Joint SPX/VIX Calibration as Linear Optimization over Signature Coefficients

The paper builds signature-based market models in which the SPX dynamics are polynomial in the signature of a primary process, and shows that the notoriously hard joint SPX/VIX smile calibration can be cast as optimization over signature coefficients, with the VIX computed in closed form as a signature functional. We read it as a constructive route to the joint-calibration 'holy grail' that stays linear-algebraic rather than relying on a bespoke SDE.

S_t is expressed via ⟨ℓ, 𝕊(X)_{0,t}⟩, with VIX² obtained as a conditional signature functional; calibration minimizes smile error over the linear coefficients ℓ subject to martingale constraints.

The appeal is that expressivity comes from the signature basis while the calibration objective stays tractable. It reframes joint calibration from 'find the right model' to 'find the right linear functional on a universal basis'.
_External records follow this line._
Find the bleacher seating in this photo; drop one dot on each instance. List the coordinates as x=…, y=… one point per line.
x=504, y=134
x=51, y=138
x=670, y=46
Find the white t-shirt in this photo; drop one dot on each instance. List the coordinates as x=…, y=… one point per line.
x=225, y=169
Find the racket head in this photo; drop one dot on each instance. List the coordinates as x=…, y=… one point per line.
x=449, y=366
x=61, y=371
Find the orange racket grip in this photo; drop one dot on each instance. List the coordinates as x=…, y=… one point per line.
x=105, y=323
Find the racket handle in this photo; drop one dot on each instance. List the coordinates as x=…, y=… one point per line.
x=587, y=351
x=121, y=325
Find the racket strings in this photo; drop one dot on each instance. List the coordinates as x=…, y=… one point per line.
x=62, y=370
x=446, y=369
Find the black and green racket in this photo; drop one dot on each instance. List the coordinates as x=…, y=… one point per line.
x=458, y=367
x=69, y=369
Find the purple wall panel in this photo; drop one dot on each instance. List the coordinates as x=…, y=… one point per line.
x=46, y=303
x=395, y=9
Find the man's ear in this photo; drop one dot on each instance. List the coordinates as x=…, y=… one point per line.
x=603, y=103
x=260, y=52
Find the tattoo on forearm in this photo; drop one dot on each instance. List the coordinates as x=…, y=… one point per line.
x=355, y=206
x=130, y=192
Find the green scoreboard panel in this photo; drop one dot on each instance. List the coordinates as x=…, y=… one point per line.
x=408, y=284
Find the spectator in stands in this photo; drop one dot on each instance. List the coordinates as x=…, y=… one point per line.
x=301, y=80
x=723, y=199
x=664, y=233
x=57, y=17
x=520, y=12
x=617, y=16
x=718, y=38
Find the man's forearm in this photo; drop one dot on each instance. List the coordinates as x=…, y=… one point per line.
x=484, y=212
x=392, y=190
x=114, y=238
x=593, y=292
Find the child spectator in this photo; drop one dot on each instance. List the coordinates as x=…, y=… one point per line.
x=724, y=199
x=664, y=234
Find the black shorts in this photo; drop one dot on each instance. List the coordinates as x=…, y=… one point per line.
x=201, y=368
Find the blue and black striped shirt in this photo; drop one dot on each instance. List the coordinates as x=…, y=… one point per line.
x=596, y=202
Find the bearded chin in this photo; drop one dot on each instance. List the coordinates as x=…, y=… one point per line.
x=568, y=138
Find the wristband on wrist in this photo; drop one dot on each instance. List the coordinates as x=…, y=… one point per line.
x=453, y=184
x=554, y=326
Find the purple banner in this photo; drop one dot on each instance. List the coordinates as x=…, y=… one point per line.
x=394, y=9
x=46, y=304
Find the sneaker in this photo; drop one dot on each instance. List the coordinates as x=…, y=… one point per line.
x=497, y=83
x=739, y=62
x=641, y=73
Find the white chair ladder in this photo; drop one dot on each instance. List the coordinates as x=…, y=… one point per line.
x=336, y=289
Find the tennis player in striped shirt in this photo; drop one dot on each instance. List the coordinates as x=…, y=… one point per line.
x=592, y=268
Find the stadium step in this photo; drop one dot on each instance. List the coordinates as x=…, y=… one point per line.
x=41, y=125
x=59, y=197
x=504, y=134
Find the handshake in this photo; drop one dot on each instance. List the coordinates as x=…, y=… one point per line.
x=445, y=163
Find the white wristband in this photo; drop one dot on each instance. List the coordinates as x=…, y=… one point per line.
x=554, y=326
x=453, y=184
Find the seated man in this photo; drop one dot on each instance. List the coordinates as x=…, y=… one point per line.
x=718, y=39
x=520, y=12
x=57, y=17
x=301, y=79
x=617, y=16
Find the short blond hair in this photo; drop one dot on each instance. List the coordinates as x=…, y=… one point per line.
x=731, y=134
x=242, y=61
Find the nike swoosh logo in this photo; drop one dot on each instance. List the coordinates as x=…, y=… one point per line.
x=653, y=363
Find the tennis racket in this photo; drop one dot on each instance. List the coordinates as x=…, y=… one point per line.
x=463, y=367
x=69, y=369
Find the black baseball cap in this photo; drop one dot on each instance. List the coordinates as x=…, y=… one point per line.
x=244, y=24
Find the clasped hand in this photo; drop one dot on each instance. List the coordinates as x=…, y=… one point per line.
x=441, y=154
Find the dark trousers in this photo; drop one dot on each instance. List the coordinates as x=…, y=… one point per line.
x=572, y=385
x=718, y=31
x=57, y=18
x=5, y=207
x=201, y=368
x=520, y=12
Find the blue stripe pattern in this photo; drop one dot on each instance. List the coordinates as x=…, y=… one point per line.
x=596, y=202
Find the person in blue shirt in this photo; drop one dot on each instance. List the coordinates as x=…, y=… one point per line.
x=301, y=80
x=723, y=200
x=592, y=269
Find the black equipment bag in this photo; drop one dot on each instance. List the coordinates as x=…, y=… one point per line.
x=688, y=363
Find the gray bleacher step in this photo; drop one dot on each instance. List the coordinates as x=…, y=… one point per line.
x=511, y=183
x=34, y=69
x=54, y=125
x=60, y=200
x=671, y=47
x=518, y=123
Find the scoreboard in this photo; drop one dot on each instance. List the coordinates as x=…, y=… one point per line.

Offers the desk a single, auditable representation in which SPX and VIX information are calibrated jointly rather than reconciled after the fact — relevant whenever a memo touches index volatility and its volatility-of-volatility.

Signature truncation and the dimensionality of the coefficient vector govern both expressivity and overfit risk; out-of-sample stability of the calibrated functional is the open question.